KT : Je remet mes implants… Hop!
FLG : Comment fonctionnent tes oreillettes ?
KT : Plus précisément, ce sont des implants cochléaires. On m’a ouvert l’oreille. C’est d’abord un implant interne relié au nerf auditif, et l’autre partie s’aimante sur le cuir chevelue. Il y a donc une partie qui se pose sur l’oreille, et l’autre qui s’aimante plus haut sur le cuir chevelu, au niveau de l’implant interne.
FLG : Ton oreille capte t-elle toujours les sons ?
KT : Non justement. C’est complètement robotisé. Sans les implants, je n’entend plus rien. La prise de son se fait à travers la partie posée sur l’oreille.
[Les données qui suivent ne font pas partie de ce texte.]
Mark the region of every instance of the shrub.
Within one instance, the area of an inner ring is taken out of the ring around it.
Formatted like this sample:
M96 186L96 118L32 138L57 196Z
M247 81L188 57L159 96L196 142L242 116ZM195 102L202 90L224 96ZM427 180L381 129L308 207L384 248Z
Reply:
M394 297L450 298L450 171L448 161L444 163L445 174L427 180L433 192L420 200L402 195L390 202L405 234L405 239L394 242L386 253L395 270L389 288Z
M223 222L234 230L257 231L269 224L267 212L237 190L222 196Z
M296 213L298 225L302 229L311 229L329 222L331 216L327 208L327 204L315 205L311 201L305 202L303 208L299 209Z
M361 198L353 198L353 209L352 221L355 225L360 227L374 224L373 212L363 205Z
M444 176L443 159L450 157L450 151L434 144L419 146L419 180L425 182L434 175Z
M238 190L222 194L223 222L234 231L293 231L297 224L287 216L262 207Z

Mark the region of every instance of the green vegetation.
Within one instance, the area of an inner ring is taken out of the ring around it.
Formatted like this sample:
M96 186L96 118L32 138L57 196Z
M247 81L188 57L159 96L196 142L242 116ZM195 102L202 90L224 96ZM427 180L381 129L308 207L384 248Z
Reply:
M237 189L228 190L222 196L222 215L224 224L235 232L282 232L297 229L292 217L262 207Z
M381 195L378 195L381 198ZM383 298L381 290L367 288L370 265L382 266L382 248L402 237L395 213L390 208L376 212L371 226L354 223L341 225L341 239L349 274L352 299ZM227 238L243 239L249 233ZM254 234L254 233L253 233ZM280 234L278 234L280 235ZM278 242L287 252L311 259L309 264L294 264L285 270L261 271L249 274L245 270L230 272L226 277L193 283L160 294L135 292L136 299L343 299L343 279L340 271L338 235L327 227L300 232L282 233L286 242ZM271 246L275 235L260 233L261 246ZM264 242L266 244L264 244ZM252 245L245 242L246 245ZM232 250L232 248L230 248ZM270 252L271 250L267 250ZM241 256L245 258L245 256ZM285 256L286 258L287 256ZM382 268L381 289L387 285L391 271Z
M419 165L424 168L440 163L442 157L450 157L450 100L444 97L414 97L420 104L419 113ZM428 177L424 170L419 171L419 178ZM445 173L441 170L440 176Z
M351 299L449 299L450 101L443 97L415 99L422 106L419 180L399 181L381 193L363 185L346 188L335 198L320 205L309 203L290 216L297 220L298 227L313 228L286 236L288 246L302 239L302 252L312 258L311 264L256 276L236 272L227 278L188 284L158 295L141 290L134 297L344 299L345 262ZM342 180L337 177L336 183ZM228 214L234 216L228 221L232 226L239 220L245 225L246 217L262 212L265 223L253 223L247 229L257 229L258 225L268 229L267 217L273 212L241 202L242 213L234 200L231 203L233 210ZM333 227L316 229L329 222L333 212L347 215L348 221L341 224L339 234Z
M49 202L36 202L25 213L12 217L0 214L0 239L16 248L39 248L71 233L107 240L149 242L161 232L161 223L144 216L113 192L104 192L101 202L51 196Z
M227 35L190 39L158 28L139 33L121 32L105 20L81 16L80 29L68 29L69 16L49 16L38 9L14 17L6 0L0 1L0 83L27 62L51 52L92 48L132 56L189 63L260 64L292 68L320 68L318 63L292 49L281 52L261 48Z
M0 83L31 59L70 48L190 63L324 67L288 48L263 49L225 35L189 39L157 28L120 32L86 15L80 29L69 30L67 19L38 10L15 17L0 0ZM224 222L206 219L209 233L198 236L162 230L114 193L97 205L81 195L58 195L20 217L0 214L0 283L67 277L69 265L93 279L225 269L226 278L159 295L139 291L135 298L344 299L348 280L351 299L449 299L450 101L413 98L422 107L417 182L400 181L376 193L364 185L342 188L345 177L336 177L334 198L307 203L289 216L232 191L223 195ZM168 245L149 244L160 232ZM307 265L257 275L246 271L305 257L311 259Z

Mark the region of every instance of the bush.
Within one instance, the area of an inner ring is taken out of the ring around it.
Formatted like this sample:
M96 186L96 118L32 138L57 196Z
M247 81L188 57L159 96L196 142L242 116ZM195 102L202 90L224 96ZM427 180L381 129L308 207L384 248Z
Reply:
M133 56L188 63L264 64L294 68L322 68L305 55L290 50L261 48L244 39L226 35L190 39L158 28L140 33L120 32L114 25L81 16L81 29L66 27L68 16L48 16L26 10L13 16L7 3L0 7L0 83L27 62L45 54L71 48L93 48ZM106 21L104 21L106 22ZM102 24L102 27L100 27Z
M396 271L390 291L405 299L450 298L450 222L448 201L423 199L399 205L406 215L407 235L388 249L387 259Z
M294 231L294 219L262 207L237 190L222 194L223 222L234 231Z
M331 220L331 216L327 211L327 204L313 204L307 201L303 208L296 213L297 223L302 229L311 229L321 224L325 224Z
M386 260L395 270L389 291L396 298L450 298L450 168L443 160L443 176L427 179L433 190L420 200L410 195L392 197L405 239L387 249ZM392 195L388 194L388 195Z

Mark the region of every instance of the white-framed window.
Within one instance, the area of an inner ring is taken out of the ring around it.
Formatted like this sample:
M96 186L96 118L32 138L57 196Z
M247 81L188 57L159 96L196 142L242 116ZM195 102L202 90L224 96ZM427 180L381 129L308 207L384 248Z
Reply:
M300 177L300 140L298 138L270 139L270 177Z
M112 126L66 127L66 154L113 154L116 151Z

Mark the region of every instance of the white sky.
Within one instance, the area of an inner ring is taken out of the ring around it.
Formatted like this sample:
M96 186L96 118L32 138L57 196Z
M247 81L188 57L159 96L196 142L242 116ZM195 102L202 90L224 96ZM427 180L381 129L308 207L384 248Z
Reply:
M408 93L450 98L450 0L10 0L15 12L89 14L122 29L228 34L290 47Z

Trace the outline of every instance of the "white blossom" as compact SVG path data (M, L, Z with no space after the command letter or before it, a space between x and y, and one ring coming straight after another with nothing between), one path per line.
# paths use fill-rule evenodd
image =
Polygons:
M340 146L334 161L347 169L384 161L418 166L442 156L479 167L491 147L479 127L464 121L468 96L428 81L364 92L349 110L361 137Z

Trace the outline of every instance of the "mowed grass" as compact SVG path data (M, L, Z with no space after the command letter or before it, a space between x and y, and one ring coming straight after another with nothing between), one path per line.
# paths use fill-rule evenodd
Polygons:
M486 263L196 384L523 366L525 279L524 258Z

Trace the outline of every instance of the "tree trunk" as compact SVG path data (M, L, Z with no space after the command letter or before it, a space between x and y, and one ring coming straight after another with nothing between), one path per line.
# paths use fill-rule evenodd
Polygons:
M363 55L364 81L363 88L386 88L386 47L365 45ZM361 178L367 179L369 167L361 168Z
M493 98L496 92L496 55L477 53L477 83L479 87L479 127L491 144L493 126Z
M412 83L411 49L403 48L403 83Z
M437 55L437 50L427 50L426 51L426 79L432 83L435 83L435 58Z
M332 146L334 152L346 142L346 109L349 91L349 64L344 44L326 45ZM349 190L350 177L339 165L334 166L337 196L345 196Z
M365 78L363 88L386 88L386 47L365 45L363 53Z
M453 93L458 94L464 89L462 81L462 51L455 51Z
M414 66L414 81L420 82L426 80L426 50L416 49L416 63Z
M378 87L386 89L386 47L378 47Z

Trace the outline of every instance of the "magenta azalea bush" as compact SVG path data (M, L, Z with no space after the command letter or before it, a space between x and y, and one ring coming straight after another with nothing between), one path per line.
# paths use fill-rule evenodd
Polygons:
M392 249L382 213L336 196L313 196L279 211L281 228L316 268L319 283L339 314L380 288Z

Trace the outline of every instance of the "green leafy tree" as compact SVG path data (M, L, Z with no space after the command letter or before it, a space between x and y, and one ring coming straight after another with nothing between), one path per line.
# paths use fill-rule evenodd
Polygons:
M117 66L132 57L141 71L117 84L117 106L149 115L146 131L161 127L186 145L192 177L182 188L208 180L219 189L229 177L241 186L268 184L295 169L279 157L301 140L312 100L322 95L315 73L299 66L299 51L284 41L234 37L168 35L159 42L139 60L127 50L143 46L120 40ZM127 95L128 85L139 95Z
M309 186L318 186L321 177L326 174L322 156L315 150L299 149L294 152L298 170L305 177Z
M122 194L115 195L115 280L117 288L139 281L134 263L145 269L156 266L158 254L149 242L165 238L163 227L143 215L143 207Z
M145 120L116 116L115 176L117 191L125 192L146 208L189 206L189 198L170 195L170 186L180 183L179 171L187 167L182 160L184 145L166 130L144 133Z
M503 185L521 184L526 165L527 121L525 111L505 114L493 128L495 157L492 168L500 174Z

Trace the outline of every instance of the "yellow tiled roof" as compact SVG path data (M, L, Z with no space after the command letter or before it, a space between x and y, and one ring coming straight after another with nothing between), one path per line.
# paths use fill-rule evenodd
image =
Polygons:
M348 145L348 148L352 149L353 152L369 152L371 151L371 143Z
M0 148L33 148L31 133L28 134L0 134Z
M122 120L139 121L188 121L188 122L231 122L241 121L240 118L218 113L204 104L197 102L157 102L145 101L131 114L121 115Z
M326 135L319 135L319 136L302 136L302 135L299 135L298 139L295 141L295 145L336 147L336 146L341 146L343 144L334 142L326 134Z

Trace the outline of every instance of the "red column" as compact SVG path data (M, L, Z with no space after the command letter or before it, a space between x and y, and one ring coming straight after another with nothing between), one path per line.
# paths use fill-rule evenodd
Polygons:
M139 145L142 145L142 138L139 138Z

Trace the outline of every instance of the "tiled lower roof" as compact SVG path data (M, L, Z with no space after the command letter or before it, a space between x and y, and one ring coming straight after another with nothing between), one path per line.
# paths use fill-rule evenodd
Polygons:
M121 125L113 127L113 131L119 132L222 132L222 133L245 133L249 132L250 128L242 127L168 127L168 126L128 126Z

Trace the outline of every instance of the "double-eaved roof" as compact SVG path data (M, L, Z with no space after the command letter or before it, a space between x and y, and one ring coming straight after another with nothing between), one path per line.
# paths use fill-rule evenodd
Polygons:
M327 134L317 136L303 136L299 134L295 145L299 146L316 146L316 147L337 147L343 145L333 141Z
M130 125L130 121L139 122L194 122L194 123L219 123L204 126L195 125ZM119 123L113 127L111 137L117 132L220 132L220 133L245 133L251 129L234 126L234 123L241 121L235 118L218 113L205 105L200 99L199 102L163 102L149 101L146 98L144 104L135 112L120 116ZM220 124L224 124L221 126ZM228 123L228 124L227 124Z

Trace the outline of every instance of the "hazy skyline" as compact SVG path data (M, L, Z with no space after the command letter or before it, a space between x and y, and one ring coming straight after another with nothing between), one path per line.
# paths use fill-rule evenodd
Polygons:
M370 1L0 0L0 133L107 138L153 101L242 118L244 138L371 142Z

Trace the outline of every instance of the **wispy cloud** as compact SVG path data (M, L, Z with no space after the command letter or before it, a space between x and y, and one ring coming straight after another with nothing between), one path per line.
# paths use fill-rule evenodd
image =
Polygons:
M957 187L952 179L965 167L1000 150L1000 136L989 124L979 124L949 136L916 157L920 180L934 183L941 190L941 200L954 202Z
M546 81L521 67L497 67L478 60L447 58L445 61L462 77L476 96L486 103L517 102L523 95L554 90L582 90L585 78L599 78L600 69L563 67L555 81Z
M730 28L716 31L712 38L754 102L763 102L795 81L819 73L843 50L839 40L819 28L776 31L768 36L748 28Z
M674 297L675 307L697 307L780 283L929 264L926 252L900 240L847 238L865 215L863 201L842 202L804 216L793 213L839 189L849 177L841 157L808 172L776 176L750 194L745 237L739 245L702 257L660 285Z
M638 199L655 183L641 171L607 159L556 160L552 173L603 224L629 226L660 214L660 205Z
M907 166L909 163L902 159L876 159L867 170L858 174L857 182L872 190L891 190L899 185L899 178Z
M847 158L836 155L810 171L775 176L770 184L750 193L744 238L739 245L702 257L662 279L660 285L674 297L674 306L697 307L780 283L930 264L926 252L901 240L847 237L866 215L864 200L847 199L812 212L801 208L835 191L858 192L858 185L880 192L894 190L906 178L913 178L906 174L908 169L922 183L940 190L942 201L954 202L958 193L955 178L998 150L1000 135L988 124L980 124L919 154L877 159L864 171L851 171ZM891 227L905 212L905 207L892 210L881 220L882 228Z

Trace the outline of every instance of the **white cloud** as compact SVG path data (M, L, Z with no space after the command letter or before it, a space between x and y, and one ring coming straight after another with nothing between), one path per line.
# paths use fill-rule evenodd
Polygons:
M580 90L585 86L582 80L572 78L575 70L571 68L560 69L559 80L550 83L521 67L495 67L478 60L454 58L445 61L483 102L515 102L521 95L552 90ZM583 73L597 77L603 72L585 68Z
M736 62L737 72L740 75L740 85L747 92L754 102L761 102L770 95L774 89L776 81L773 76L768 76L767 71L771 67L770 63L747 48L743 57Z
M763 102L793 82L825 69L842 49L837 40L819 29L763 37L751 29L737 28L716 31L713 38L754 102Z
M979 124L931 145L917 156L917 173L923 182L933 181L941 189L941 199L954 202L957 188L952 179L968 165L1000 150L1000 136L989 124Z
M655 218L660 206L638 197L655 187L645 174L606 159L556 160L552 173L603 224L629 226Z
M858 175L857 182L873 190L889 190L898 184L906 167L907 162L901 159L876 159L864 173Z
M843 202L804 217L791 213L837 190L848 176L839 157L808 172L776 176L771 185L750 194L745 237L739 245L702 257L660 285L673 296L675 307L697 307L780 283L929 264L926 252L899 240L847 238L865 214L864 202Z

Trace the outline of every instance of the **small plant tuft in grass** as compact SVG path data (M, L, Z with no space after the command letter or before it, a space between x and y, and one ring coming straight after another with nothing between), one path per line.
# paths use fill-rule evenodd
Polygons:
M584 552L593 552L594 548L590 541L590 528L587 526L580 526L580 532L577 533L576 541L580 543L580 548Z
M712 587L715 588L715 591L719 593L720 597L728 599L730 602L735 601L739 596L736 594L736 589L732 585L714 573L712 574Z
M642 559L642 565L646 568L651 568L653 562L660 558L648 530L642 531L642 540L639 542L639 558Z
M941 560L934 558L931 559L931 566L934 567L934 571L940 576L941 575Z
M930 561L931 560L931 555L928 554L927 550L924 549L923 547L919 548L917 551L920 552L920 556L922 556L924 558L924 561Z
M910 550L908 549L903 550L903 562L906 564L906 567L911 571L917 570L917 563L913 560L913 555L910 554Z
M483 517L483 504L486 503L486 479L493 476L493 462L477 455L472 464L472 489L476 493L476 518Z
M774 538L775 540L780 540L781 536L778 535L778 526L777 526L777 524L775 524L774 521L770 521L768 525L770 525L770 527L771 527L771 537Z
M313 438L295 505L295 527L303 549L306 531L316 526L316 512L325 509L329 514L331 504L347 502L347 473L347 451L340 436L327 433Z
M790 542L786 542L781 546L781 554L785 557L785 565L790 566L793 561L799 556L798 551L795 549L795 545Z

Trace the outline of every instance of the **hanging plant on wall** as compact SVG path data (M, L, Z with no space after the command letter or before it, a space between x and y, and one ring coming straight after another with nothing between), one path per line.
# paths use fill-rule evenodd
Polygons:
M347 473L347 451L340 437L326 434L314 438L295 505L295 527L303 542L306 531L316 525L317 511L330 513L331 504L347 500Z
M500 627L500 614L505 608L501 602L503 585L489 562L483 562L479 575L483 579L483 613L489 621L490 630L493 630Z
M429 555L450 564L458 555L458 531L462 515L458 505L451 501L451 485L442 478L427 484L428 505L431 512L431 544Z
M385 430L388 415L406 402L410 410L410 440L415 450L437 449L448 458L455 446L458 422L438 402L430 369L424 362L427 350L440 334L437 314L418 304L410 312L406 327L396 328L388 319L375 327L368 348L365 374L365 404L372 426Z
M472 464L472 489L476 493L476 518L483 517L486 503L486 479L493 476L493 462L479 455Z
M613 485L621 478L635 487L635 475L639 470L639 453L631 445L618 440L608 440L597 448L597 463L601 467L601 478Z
C’est là que l’information entre. L’aimant transmet ensuite l’information au nerf auditif, qui transmet au cerveau.
FLG : Avant d’avoir été implanté, tu étais sourd à 100% ?
KT : Non, à 80%. Je portais des appareils auditifs, qui amplifient le son. Quand j’enlevais mes appareils, je n’entendais que les bruits sourds. Quand on te pose des implants, on te tue l’oreille. C’est complètement bionique en fait… Ça ne peut pas être les deux en même temps.